In the midst of the foreign exchange crisis, the Central Bank of Nigeria, or CBN, has released new guidelines for International Money Transfer Operators operating in Nigeria.
This was revealed by the top bank in a recent circular signed by Hassan Mahmud, the director of trade and exchange, and titled “Reviewed Guidelines of International Money Transfers in Nigeria.”
According to the apex bank, IMTOs are prohibited from doing any outbound transactions and are required to purchase foreign exchange for settlement from the domestic foreign exchange market.
Additionally, it forbade all banks and financial technology firms from acting as agents while still conducting business as international money transfer providers.
The CBN set the minimum share capital for IMTOs at $1 million for foreign investors and the same amount for native investors.
“All banks are prohibited from operating International Money Transfer services but can act as agents. Also, Financial Technology Companies are not allowed to obtain approval for IMTO.

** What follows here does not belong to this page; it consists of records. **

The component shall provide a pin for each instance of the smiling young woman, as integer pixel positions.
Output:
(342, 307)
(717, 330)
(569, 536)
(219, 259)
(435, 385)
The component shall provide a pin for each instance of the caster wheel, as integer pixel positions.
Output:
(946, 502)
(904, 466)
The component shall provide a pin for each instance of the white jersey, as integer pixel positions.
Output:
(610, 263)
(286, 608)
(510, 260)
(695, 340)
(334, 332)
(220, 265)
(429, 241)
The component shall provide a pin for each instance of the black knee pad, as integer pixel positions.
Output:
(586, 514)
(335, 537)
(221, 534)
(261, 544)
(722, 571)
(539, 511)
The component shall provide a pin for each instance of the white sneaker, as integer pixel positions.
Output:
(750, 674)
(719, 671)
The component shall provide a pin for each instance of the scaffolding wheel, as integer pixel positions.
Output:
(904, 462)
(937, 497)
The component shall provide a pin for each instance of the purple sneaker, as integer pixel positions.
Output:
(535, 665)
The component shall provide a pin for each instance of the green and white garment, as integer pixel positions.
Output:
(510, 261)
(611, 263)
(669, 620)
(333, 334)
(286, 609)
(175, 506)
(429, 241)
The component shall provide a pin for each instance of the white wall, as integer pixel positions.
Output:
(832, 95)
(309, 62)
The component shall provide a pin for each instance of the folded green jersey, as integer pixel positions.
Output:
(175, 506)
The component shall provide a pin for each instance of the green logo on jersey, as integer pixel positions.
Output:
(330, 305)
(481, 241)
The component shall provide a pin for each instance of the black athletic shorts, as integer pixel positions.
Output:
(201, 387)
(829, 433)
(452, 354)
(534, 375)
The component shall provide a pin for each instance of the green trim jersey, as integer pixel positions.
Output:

“The permissible activities of International Money Transfer Operators shall include inbound international money transfer transactions only.
“The transactions shall be limited to the following activities: Cross-border personal money transfer services, such as money transfer services towards family maintenance; money transfer services in favour of foreigners visiting Nigeria, etc.
“The money transfer services shall target individual customers, and the transaction is on a ‘person to person’, ‘business to person’, and ‘business to business’ basis, which the CBN may review from time to time”, read the circular
The broad policy intervention by the CBN aims to stop the ongoing volatility in the nation’s foreign exchange market.
Remembers that on Wednesday, the CBN also released guidelines aimed at reducing the stockpiling and speculating of foreign exchange.
The Naira strengthened vs the US dollar on Wednesday as a result of the event.